No Brasil, a empresa é pioneira no tema de diversidade. Em 2018 o projeto Embaixadores da Inclusão e o Caminho da Educação, desenvolvido pela Bosch em Campinas foi um dos vencedores na categoria Gerenciamento do II Prêmio Reconhecimento Global Boas Práticas de Empregabilidade para Trabalhadores com Deficiência, da Organização das Nações Unidas (ONU). O prêmio visa identificar as melhores ações de inclusão de pessoas com deficiência no mercado de trabalho, impulsionando a contratação e a inclusão desses colaboradores por meio da valorizando de suas competências profissionais.

Para as companhias que estão dando seus primeiros passos na construção de políticas de D&I, uma das principais estratégias para fomentar a discussão interna é o desenvolvimento de grupos de diversidade para o fortalecimento da temática e engajamento de todos os níveis hierárquicos. Giovanni Vieira, Gerente de Recursos Humanos da Anglo American, corroborou a importância dessas iniciativas para implementar as iniciativas de D&I traçadas. “Várias ações já foram concretizadas por intermédio desses grupos, como a estruturação de salas de amamentação nas operações; o desenvolvimento de uniformes inclusivos; a extensão da licença maternidade; o censo e a pesquisa de percepção da diversidade e inclusão, entre outras conquistas”, compartilhou.

Contudo, é importante ressaltar que não existe uma fórmula para alcançar um ambiente plural, a construção é progressiva e constante. “Possuímos sistemas e práticas equitativas no local de trabalho. Isso inclui políticas de inclusão e diversidade, combate à violência doméstica, além do nosso código de conduta e da política contra bullying, assédio e retaliação”, exemplificou Vieira. Para ele, as metas para avanços também devem ser estabelecidas de forma clara e objetivas. “Alguns exemplos [das metas] são: até 2023, 33% de mulheres em posição de alta liderança globalmente; e, até o fim de 2022, ampliar a inclusão de pessoas com deficiência para mais de 5%”.

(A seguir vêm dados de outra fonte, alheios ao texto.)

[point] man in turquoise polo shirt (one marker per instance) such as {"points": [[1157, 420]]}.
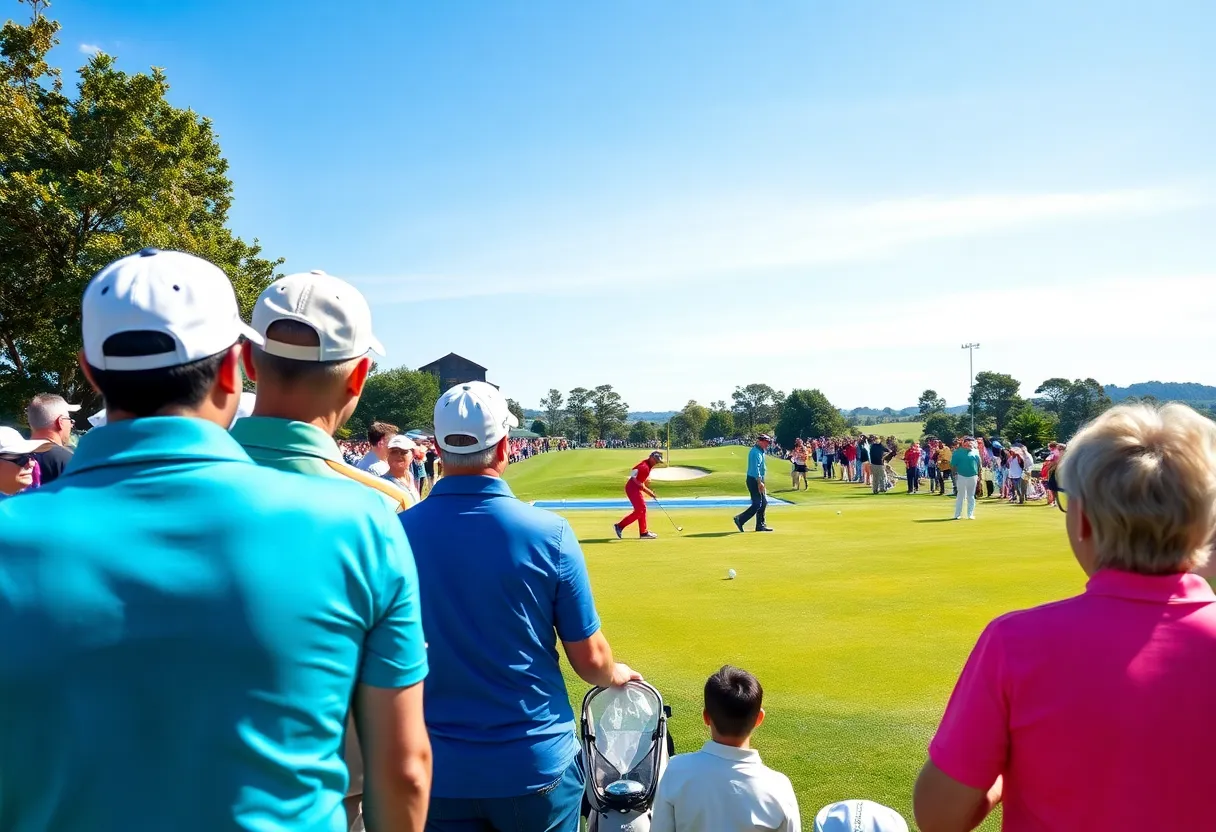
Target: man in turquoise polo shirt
{"points": [[183, 652], [756, 489], [508, 584], [310, 370]]}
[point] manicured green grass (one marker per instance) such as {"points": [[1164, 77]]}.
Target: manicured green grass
{"points": [[856, 623]]}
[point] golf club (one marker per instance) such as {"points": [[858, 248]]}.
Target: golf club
{"points": [[659, 502]]}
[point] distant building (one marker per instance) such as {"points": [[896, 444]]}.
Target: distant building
{"points": [[452, 370]]}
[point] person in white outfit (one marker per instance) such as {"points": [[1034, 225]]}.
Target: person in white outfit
{"points": [[966, 464], [725, 787]]}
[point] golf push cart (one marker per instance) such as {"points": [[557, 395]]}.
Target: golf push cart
{"points": [[625, 747]]}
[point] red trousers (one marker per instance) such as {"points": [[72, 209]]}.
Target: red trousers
{"points": [[635, 496]]}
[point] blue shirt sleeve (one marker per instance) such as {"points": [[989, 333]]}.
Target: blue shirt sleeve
{"points": [[575, 617], [395, 651]]}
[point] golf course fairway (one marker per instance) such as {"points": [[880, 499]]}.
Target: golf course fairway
{"points": [[856, 614]]}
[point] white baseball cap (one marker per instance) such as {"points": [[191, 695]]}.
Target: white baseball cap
{"points": [[332, 307], [11, 442], [173, 293], [401, 442], [859, 816], [476, 410]]}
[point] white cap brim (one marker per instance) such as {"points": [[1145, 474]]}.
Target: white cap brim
{"points": [[26, 447]]}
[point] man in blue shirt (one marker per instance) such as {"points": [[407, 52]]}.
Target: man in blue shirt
{"points": [[183, 651], [755, 485], [508, 582]]}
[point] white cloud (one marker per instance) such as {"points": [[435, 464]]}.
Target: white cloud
{"points": [[739, 235]]}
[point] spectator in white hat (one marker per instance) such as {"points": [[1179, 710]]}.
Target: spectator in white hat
{"points": [[310, 371], [50, 420], [183, 651], [507, 582], [859, 816], [17, 461]]}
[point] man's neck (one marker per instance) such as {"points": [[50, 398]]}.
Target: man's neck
{"points": [[742, 743], [46, 434]]}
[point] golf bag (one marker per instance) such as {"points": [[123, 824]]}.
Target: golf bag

Na busca por um ambiente múltiplo, uma das principais ferramentas é um olhar estratégico não apenas para fora dos portões, mas principalmente para dentro deles, vislumbrando como a companhia pode atuar para que sua estrutura corporativa seja tão diversa quanto a própria sociedade. Criar planos de ação que contemplem todas as camadas sociais, pensando em raça, gênero, orientação sexual, faixa etária, classe social e muitas outras características, é essencial na formação de uma força de trabalho capaz de alcançar os níveis de excelência que somente um ambiente rico em diversidade pode proporcionar.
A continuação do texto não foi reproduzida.